Sometimes they are called liberals, but they only support liberty when liberty is opposed to the Church. Otherwise they support tyranny.

Sometimes they are called statists, but they only support the state when state power is in secular hands, and opposes the Church. Otherwise they support liberty.

Sometimes they are called Progressives, but only when the course of so called Progress opposes the Church. Otherwise they are the most conservative and reactionary of partisans.

Sometimes they are called Secularists, but when comes to Islam, they support theocratic government over the secular governments of Europe, and support the theocracy of Tibet over the secular tyranny of China.

They support the rights of women, but only when the rights of women can be used as a bludgeon to oppose the Church or some teaching of the Church. The rights of women in Mohammedan areas does not concern them.

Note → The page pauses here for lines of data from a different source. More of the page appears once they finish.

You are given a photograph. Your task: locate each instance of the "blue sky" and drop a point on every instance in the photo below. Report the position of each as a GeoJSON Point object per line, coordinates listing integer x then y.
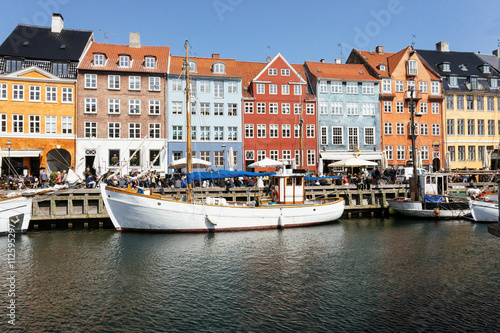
{"type": "Point", "coordinates": [249, 30]}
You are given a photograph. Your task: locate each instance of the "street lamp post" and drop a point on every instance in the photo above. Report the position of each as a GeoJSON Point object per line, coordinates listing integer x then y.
{"type": "Point", "coordinates": [9, 144]}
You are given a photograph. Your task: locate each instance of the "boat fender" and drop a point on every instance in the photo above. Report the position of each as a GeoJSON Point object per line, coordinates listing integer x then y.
{"type": "Point", "coordinates": [276, 195]}
{"type": "Point", "coordinates": [211, 220]}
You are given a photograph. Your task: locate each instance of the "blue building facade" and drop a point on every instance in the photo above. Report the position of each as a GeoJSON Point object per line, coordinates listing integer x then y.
{"type": "Point", "coordinates": [216, 119]}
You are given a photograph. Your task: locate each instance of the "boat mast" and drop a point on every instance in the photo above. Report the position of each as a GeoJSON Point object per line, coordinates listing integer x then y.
{"type": "Point", "coordinates": [188, 124]}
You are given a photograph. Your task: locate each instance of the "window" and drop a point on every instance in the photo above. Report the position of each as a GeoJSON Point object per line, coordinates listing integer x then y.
{"type": "Point", "coordinates": [401, 153]}
{"type": "Point", "coordinates": [90, 81]}
{"type": "Point", "coordinates": [249, 130]}
{"type": "Point", "coordinates": [114, 82]}
{"type": "Point", "coordinates": [261, 130]}
{"type": "Point", "coordinates": [113, 130]}
{"type": "Point", "coordinates": [310, 131]}
{"type": "Point", "coordinates": [67, 124]}
{"type": "Point", "coordinates": [323, 135]}
{"type": "Point", "coordinates": [154, 83]}
{"type": "Point", "coordinates": [232, 87]}
{"type": "Point", "coordinates": [273, 108]}
{"type": "Point", "coordinates": [155, 130]}
{"type": "Point", "coordinates": [50, 94]}
{"type": "Point", "coordinates": [422, 86]}
{"type": "Point", "coordinates": [351, 88]}
{"type": "Point", "coordinates": [387, 128]}
{"type": "Point", "coordinates": [12, 65]}
{"type": "Point", "coordinates": [67, 94]}
{"type": "Point", "coordinates": [273, 89]}
{"type": "Point", "coordinates": [154, 107]}
{"type": "Point", "coordinates": [113, 106]}
{"type": "Point", "coordinates": [34, 124]}
{"type": "Point", "coordinates": [336, 87]}
{"type": "Point", "coordinates": [386, 85]}
{"type": "Point", "coordinates": [460, 102]}
{"type": "Point", "coordinates": [134, 83]}
{"type": "Point", "coordinates": [59, 68]}
{"type": "Point", "coordinates": [480, 127]}
{"type": "Point", "coordinates": [323, 87]}
{"type": "Point", "coordinates": [368, 88]}
{"type": "Point", "coordinates": [124, 61]}
{"type": "Point", "coordinates": [219, 68]}
{"type": "Point", "coordinates": [369, 109]}
{"type": "Point", "coordinates": [90, 129]}
{"type": "Point", "coordinates": [436, 129]}
{"type": "Point", "coordinates": [218, 133]}
{"type": "Point", "coordinates": [286, 131]}
{"type": "Point", "coordinates": [337, 135]}
{"type": "Point", "coordinates": [399, 86]}
{"type": "Point", "coordinates": [218, 109]}
{"type": "Point", "coordinates": [369, 135]}
{"type": "Point", "coordinates": [352, 109]}
{"type": "Point", "coordinates": [18, 92]}
{"type": "Point", "coordinates": [285, 108]}
{"type": "Point", "coordinates": [400, 107]}
{"type": "Point", "coordinates": [412, 67]}
{"type": "Point", "coordinates": [387, 106]}
{"type": "Point", "coordinates": [311, 157]}
{"type": "Point", "coordinates": [134, 106]}
{"type": "Point", "coordinates": [460, 126]}
{"type": "Point", "coordinates": [150, 62]}
{"type": "Point", "coordinates": [353, 137]}
{"type": "Point", "coordinates": [400, 128]}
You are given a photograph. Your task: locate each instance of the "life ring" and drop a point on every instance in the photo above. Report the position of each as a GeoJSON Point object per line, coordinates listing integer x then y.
{"type": "Point", "coordinates": [276, 195]}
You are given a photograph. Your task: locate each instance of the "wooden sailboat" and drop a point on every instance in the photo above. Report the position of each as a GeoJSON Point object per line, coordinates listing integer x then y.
{"type": "Point", "coordinates": [130, 210]}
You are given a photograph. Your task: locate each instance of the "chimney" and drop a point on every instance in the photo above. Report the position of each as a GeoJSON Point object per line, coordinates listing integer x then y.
{"type": "Point", "coordinates": [57, 23]}
{"type": "Point", "coordinates": [442, 47]}
{"type": "Point", "coordinates": [134, 40]}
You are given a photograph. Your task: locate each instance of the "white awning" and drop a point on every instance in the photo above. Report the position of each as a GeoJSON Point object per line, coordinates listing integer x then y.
{"type": "Point", "coordinates": [342, 155]}
{"type": "Point", "coordinates": [21, 152]}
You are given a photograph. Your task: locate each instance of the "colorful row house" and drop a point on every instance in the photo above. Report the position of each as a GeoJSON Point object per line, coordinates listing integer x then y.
{"type": "Point", "coordinates": [38, 72]}
{"type": "Point", "coordinates": [122, 102]}
{"type": "Point", "coordinates": [215, 95]}
{"type": "Point", "coordinates": [279, 114]}
{"type": "Point", "coordinates": [407, 83]}
{"type": "Point", "coordinates": [472, 105]}
{"type": "Point", "coordinates": [347, 110]}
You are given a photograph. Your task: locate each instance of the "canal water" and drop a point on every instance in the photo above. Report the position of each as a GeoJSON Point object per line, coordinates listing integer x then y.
{"type": "Point", "coordinates": [354, 275]}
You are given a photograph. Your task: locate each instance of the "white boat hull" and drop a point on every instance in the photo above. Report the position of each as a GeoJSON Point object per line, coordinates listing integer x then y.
{"type": "Point", "coordinates": [416, 209]}
{"type": "Point", "coordinates": [131, 211]}
{"type": "Point", "coordinates": [484, 211]}
{"type": "Point", "coordinates": [15, 214]}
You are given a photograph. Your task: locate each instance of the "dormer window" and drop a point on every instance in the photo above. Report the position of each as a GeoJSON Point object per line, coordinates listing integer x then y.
{"type": "Point", "coordinates": [192, 66]}
{"type": "Point", "coordinates": [98, 59]}
{"type": "Point", "coordinates": [124, 61]}
{"type": "Point", "coordinates": [219, 68]}
{"type": "Point", "coordinates": [149, 62]}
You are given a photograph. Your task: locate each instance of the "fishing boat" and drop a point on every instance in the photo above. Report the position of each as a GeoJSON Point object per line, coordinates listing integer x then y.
{"type": "Point", "coordinates": [287, 207]}
{"type": "Point", "coordinates": [433, 200]}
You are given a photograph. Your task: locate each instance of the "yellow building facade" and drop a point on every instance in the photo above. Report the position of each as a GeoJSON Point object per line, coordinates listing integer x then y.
{"type": "Point", "coordinates": [37, 122]}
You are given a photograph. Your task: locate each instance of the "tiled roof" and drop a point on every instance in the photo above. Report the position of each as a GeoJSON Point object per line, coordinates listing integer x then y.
{"type": "Point", "coordinates": [40, 43]}
{"type": "Point", "coordinates": [204, 66]}
{"type": "Point", "coordinates": [137, 54]}
{"type": "Point", "coordinates": [339, 71]}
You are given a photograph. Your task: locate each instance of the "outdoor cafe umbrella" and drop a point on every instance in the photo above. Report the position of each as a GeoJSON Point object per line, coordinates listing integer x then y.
{"type": "Point", "coordinates": [195, 163]}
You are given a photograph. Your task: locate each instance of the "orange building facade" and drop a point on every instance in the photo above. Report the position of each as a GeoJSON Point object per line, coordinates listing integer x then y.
{"type": "Point", "coordinates": [37, 122]}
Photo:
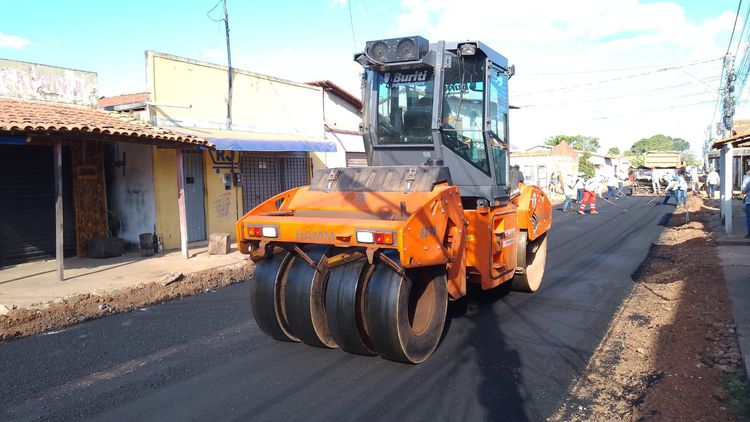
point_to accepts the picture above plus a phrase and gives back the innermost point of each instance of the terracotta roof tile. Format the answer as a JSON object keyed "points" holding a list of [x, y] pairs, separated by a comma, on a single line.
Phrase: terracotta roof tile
{"points": [[30, 117], [138, 97]]}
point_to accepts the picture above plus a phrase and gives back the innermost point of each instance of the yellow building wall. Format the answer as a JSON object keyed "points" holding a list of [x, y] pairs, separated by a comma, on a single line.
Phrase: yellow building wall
{"points": [[165, 191], [223, 207], [190, 93]]}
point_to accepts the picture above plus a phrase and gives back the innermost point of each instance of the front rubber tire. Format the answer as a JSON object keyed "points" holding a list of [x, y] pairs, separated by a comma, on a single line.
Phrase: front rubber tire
{"points": [[267, 296], [531, 259], [345, 304], [406, 314], [305, 300]]}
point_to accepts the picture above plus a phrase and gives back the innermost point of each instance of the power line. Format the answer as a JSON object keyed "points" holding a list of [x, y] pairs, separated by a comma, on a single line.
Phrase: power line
{"points": [[744, 27], [621, 69], [351, 23], [587, 84], [650, 92], [736, 15], [214, 8], [652, 109]]}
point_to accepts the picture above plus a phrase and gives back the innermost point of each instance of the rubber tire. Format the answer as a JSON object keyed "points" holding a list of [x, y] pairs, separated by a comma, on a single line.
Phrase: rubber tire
{"points": [[267, 292], [530, 265], [387, 312], [345, 307], [305, 300]]}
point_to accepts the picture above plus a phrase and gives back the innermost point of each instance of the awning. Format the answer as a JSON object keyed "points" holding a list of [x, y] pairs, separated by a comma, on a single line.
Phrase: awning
{"points": [[351, 142], [234, 140]]}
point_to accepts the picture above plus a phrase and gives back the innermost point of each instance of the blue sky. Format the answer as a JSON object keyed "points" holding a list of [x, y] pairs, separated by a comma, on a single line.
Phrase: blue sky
{"points": [[310, 40]]}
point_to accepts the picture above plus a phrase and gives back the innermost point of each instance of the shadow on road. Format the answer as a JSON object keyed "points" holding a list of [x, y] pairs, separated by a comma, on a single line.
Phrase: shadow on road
{"points": [[501, 388]]}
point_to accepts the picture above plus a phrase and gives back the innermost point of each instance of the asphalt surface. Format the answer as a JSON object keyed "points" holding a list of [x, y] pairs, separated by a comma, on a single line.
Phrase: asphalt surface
{"points": [[504, 356]]}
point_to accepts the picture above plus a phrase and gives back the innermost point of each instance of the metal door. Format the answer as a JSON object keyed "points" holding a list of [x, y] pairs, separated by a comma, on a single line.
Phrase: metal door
{"points": [[265, 175], [194, 195], [27, 204]]}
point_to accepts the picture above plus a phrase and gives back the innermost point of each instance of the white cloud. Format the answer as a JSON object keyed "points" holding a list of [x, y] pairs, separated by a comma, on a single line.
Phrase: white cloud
{"points": [[13, 41], [552, 36]]}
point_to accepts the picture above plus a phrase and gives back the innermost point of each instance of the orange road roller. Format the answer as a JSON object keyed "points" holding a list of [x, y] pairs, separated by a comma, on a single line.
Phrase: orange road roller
{"points": [[366, 259]]}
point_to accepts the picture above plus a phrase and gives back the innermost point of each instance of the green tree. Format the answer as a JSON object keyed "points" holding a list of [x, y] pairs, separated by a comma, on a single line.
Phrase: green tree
{"points": [[585, 166], [659, 143], [579, 142], [635, 160]]}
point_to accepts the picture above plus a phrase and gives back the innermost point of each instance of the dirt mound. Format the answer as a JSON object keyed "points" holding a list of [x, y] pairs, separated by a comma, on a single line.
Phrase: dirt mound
{"points": [[82, 307], [671, 347]]}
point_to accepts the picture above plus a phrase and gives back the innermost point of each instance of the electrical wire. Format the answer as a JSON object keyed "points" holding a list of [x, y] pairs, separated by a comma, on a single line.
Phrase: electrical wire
{"points": [[647, 93], [621, 69], [625, 77], [734, 27], [652, 109], [744, 27], [214, 8], [351, 23]]}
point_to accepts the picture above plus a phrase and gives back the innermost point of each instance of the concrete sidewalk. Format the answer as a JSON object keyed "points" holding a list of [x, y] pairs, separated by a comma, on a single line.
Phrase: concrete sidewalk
{"points": [[734, 252], [33, 284]]}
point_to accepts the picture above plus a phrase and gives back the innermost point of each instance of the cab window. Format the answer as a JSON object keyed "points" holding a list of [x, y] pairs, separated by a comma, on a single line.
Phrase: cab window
{"points": [[463, 110]]}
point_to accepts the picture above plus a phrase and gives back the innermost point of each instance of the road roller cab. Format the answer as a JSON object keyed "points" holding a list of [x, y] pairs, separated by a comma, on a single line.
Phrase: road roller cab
{"points": [[367, 258]]}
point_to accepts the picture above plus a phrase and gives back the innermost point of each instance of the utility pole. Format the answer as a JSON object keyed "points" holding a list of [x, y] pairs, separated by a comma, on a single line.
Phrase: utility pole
{"points": [[728, 105], [229, 69], [725, 161]]}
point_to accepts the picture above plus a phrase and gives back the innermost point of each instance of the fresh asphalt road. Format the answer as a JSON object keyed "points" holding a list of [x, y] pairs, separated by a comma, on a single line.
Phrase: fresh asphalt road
{"points": [[504, 356]]}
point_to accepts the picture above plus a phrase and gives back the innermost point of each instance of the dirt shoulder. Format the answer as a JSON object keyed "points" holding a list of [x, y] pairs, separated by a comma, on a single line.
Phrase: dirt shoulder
{"points": [[670, 352], [82, 307]]}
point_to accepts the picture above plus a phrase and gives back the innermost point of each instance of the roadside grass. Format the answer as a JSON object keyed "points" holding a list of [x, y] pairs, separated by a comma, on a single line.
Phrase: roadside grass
{"points": [[738, 401]]}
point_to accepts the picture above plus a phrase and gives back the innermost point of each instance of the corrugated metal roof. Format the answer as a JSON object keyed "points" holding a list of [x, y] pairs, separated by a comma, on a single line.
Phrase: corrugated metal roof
{"points": [[40, 118], [139, 97]]}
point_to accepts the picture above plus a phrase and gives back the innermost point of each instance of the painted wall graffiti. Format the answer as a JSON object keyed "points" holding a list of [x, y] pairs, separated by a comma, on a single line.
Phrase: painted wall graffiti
{"points": [[224, 160], [32, 81], [222, 204]]}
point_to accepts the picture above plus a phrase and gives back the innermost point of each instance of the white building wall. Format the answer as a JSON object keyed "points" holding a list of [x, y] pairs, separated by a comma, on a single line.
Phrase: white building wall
{"points": [[339, 115], [132, 194]]}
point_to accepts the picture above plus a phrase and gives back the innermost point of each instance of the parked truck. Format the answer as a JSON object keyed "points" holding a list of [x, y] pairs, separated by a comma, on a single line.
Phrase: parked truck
{"points": [[662, 165], [366, 259]]}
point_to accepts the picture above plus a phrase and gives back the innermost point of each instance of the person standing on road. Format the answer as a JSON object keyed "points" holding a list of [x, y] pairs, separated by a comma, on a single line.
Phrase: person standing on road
{"points": [[746, 192], [713, 183], [694, 180], [580, 184], [654, 181], [568, 191], [589, 194], [611, 187], [671, 190], [681, 190]]}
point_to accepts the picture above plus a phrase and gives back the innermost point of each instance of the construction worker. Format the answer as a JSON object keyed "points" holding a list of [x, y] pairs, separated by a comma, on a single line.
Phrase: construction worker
{"points": [[580, 184], [654, 181], [713, 181], [681, 190], [568, 191], [589, 194]]}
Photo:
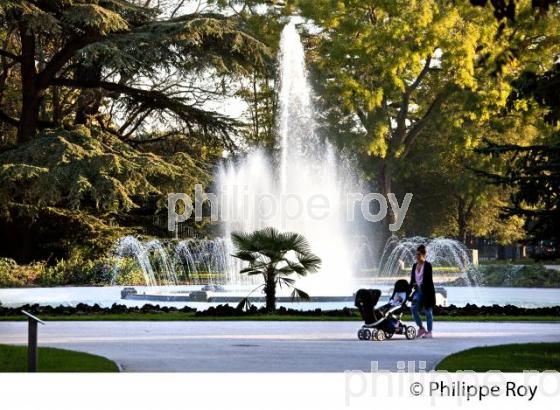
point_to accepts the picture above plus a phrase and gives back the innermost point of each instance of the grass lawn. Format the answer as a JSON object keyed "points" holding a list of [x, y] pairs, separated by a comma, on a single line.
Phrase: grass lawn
{"points": [[505, 358], [14, 359], [174, 316]]}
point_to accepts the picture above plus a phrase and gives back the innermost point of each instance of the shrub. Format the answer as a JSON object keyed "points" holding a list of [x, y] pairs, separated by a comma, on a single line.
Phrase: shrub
{"points": [[14, 275]]}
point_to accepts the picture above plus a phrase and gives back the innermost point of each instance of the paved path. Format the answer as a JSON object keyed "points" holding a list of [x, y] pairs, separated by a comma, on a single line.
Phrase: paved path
{"points": [[266, 346]]}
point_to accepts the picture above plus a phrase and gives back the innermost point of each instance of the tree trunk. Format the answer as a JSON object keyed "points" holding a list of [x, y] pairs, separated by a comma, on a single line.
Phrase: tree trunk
{"points": [[89, 100], [386, 186], [31, 96], [270, 291]]}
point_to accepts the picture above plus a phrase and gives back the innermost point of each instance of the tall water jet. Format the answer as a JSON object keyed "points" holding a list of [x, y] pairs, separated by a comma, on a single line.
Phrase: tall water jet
{"points": [[269, 191]]}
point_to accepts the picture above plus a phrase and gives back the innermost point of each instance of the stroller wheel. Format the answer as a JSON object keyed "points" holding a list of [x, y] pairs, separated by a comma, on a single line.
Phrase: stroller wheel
{"points": [[361, 334], [410, 332]]}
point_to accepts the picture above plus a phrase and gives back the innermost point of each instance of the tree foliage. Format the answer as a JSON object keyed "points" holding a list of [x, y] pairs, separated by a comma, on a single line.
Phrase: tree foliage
{"points": [[275, 256]]}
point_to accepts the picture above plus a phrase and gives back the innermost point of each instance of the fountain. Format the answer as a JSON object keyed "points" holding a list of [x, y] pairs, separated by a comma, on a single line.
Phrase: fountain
{"points": [[446, 253], [305, 169], [265, 190]]}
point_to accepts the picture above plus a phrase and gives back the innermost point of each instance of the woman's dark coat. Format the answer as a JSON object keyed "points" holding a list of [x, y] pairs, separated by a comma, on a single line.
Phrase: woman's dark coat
{"points": [[428, 289]]}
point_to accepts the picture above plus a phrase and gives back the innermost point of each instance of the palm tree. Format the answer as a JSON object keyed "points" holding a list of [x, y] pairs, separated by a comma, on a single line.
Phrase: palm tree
{"points": [[275, 256]]}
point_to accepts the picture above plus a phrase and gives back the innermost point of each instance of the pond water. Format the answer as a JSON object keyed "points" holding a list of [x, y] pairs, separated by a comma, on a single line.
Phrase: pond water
{"points": [[106, 296]]}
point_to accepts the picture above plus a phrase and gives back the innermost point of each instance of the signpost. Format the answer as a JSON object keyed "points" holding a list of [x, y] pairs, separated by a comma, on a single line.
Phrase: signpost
{"points": [[32, 352]]}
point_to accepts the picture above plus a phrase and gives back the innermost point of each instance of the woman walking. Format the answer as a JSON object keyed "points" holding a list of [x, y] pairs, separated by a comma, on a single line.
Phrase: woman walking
{"points": [[425, 294]]}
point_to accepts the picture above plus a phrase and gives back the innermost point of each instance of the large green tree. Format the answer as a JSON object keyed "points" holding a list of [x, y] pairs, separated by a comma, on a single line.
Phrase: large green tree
{"points": [[105, 106], [117, 50], [387, 71]]}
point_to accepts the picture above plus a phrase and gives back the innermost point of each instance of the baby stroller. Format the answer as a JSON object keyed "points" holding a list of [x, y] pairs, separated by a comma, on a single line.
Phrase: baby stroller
{"points": [[383, 323]]}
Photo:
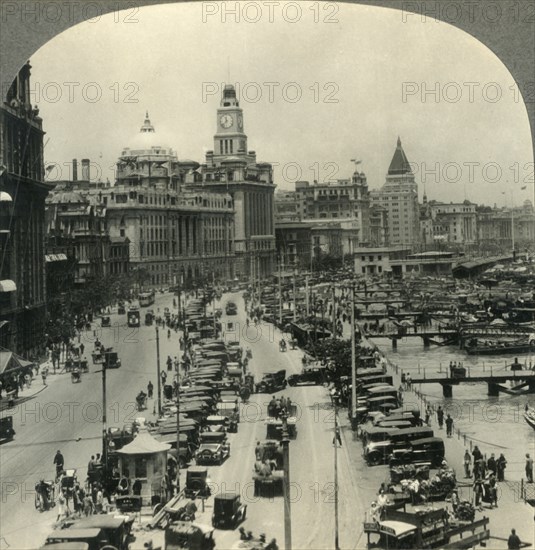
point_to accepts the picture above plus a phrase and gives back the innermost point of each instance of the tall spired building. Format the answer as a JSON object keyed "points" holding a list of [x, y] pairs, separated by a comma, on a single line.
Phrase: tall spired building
{"points": [[233, 168], [399, 197]]}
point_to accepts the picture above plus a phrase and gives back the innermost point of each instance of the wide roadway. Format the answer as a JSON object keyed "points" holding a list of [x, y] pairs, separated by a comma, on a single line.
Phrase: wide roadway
{"points": [[68, 417]]}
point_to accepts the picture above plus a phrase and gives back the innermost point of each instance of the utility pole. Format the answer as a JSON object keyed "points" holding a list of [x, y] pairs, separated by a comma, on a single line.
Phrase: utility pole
{"points": [[335, 442], [295, 298], [158, 371], [286, 484], [306, 296], [333, 313], [104, 419], [353, 360], [280, 296]]}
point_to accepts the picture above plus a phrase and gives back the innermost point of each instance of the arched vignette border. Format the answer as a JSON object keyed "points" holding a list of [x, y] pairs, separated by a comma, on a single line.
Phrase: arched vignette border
{"points": [[507, 29]]}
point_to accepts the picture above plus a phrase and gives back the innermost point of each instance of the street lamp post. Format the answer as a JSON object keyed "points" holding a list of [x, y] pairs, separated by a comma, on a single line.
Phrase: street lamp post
{"points": [[286, 484], [158, 372]]}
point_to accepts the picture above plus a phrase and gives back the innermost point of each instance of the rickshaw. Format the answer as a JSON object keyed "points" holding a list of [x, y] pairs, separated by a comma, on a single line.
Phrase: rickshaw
{"points": [[6, 429], [182, 535], [197, 482], [274, 428], [229, 512], [115, 530]]}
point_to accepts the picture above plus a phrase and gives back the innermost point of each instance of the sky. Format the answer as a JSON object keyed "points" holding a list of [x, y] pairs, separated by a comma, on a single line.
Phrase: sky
{"points": [[318, 88]]}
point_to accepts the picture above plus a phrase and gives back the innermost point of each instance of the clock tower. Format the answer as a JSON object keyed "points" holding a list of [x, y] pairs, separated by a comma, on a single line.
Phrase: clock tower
{"points": [[230, 139]]}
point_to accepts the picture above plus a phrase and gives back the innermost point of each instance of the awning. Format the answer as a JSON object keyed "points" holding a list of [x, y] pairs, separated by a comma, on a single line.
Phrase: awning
{"points": [[7, 285], [144, 444], [55, 257]]}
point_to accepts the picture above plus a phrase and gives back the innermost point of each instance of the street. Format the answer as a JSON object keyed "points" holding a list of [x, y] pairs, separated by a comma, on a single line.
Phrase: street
{"points": [[68, 417]]}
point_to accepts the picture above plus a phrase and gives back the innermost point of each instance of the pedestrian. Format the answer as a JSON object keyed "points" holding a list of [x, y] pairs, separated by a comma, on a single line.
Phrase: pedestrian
{"points": [[501, 464], [88, 505], [529, 468], [478, 493], [440, 417], [337, 439], [449, 426], [467, 463], [59, 462], [62, 507], [513, 542], [491, 464]]}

They support the rights of homosexuals, but only the rights of homosexuals to do things opposed by the Church, or to desecrate a sacrament. The right of homosexuals in Mohammedan areas is limited to the right to death by stoning versus death by defenestration, with nary a peep of protest from their erstwhile ersatz champions.

And so on and so on.

And what do they write about such men as Hilaire Belloc? Out of his entire body of work, history, poetry, apologetics, fiction and so on? As you see.

The anonymous editor and those of his ilk cannot use the truth to argue against the truth. They cannot make direct statements, and so must retreat to innuendo.

Nor are they very imaginative or innovative or witty in innuendo: the approach they use is always the same: they attack the person, and leave aside what he his saying, ad hominem. It is their habit and their addiction, and their only argument and only approach.

So they do what we Houynhmhms call ‘saying the thing which is not’ and which you humans call ‘fibbing.’